Cloud computing has proven to be a disruptive technology in the Information Technology (IT) sector. Furthermore, the application container market is a rapidly growing segment of this sector. Containers provide a simpler and more efficient apparatus to host applications in the cloud, however, they do pose problems such as weak security isolation, low kernel compatibility, and poor kernel customization. The issue of security is most prominent because one infected kernel can affect a multitude of containers. Currently, all organizations that have adopted container applications have been required to independently ensure their own security. One study found that a majority ran containers on top of virtual machines for security isolation, which then sacrifices performance and cost efficiency of the containers.

Exotanium proposes to provide a container architecture that supports greater security without sacrificing performance and cost efficiency. They plan to improve usability, security, and efficiency of a novel software application container architecture so that it can be easily deployed and evaluated by customers. The focus on the Phase I project will be to address limitations and challenges through five major objectives support Docker and Kubernetes ecosystem compatibility; improve automatic binary optimization coverage; re-design the platform to avoid open-source license violations; further improve security; develop an automatic installation tool and a product demonstration.

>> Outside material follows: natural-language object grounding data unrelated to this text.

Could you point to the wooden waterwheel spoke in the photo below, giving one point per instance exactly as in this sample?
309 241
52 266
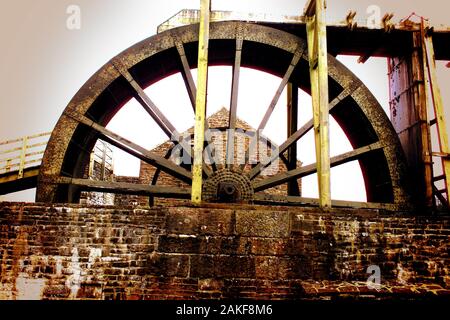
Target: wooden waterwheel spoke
312 168
297 55
134 149
296 136
157 115
295 60
192 92
233 103
123 188
186 73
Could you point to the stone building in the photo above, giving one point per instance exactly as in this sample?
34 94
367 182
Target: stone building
101 165
217 123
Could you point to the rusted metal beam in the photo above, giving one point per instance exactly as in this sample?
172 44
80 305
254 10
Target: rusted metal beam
133 148
200 109
312 168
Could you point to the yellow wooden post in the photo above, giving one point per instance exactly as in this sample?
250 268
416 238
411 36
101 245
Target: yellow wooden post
432 83
318 61
22 157
200 110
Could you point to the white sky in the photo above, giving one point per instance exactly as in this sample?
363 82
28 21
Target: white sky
44 64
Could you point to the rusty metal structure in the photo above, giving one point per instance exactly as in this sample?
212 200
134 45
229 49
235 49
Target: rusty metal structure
395 154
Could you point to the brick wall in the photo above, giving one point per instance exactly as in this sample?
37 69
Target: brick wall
65 252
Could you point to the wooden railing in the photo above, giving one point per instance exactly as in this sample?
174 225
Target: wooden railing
19 154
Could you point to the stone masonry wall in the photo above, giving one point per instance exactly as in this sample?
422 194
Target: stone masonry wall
75 252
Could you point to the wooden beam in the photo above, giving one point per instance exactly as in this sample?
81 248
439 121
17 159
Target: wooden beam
292 127
318 61
186 73
291 200
122 188
148 105
312 168
310 8
233 103
133 148
200 109
441 122
295 59
297 135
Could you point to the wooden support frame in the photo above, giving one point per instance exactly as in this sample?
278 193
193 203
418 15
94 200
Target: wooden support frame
200 105
292 127
318 61
432 82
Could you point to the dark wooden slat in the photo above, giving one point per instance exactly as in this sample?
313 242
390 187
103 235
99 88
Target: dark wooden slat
187 74
297 56
439 178
134 149
312 168
233 103
123 188
296 136
292 127
155 113
291 200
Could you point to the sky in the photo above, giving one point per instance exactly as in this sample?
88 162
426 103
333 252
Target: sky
44 64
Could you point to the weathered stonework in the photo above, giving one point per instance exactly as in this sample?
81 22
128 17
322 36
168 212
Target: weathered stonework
217 251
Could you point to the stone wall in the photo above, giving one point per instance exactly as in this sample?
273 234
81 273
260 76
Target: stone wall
65 252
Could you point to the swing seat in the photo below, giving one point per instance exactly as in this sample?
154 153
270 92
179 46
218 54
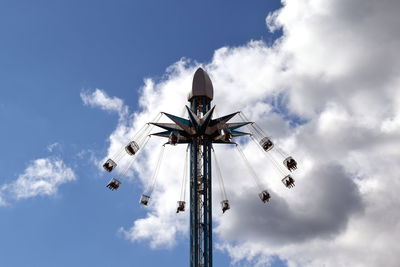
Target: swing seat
132 148
290 163
264 196
225 205
109 165
180 207
266 144
144 200
113 184
288 181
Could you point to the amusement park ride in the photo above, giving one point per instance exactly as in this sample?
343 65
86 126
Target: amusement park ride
200 131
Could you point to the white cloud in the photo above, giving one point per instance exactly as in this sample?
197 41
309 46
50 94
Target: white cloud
327 91
42 177
98 98
53 146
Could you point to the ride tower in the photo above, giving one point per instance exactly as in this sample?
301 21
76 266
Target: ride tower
200 131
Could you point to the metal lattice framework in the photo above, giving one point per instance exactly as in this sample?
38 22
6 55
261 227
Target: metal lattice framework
200 131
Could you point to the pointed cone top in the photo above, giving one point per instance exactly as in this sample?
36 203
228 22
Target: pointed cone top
202 85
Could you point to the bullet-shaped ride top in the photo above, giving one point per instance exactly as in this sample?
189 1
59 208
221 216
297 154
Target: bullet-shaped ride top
202 85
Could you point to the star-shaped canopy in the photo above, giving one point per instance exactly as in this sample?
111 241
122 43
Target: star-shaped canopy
215 130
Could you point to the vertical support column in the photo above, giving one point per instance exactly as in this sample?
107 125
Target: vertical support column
200 194
194 205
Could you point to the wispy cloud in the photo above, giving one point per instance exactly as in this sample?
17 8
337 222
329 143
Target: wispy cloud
42 177
99 98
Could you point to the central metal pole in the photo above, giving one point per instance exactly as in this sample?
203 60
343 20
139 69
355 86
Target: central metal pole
200 193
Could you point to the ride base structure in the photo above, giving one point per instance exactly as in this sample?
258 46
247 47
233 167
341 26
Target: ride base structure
199 131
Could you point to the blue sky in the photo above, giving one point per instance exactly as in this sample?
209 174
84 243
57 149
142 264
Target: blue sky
51 51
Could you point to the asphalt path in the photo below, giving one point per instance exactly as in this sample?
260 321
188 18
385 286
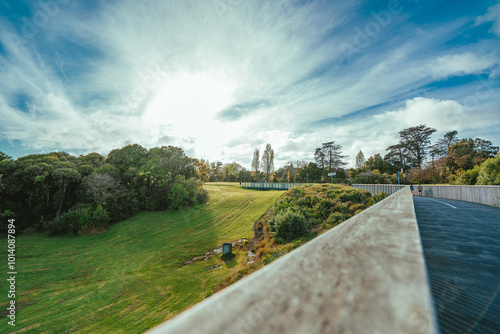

InteliSpark client Mednet, Inc. has been awarded a grant from the NSF for their Small Business Innovative Research (SBIR) Phase I project, “An Online Peer-to-Peer Resource for Oncologists to Improve Clinical Trial Knowledge and Enrollment”. Mednet will focus on putting forth a solution to the problem of clinical trial enrollment. They will do so by improving awareness of clinical trials with physicians through technology that matches physician questions to relevant clinical trials via an online interactive social decision platform.

Currently, patient enrollment is significantly weak in the development pipeline and a pain point for organizations that sponsor clinical trials. More than two-thirds of trials sites reportedly fail to meet enrollment goals for a given trial, and up to 45% of study delays are due to enrollment difficulties. Lost revenues can be accounted for nearly $1 million per day. Clinical trials are a critical link between scientific discovery and changes in clinical practice that advance prevention, treatments, and cures for diseases and disability. Awareness of trials among physicians is key to increasing clinical trial enrollment, which furthermore is essential in advancing health care practice as well as patient health and quality of life.

Mednet plans to address this problem by use of their innovation, combining a credible online social platform with powerful natural language processing technology and machine learning techniques to deliver customized clinical trial information to physicians in their decision-making process. With the grant money from the NSF, Mednet will be able to build a prototype to match clinical trial information to relevant physician questions, and conduct a pilot assessment of clinical trial knowledge pre- and post-use. They will create natural language processing (NLP) technology to match clinical questions to related clinical trials so that physicians learn about clinical trials at the time they are seeking information on how to best treat their patients. The success of their Phase I project will result in a user-friendly platform that matches clinical questions to oncologists and relevant, open clinical trials, and will establish the technical and commercial feasibility of their concept.